Monday, June 1, 2020

Mild cognitive impairment (MCI) and the 2020 presidential election

















By age 70 many Americans with common sense have decided they are over the hill, and already are retired. But both major candidates for president instead still think they are the best person to run the country for the next four years. Donald J. Trump was born on June 14, 1946, so he is almost 74. Joe Biden was born on November 20, 1942, so he is 77. Both are beyond over the hill, and headed for Dementia Valley. On the way down there is Mild Cognitive Impairment (MCI). The Mayo Clinic web page for this condition lists symptoms are:

“You forget things more often. You lose your chain of thought or the thread of conversation, books, or movies. You feel increasingly overwhelmed by making decisions, planning steps to accomplish a task or understanding instructions. You start to have trouble finding your way around familiar environments. You become more impulsive or show increasingly poor judgment. Your family and friends notice any of these changes.”

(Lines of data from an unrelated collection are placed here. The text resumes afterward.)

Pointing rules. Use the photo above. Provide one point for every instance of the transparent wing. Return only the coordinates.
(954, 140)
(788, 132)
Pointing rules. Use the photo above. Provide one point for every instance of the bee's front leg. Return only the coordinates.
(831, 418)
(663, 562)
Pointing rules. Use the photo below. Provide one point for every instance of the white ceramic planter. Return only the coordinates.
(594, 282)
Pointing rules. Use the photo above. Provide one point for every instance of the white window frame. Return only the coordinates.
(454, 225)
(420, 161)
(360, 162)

Trump is becoming more impulsive and showing increasingly poor judgment. An article by James Hamblin in The Atlantic on November 15, 2019 discussed The President’s Cognitive Decline.

























A recent example is his announcement that the U.S. will pull out of the World Health Organization (W.H.O.). On April 21, 2020 I had blogged about how Trump wants to get reelected in the worst way – by blaming the W.H.O. and cutting their funding during our pandemic crisis. A second article by Hajer Nalli at CNN Opinion on May 31, 2020 is titled The real cost of Trump’s WHO pullout. She said:

“His feud with the WHO is yet another diversion, aimed at distracting the American public from his catastrophic failures to prevent more than 100,00 Covid-related deaths.”

A third article by Nancy LeTourneau in the Washington Monthly on March 6, 2020 described The disinformation campaign being launched against Biden. A fourth article by John F. Harris at Politico on March 7, 2020 described how 2020 Becomes the dementia campaign.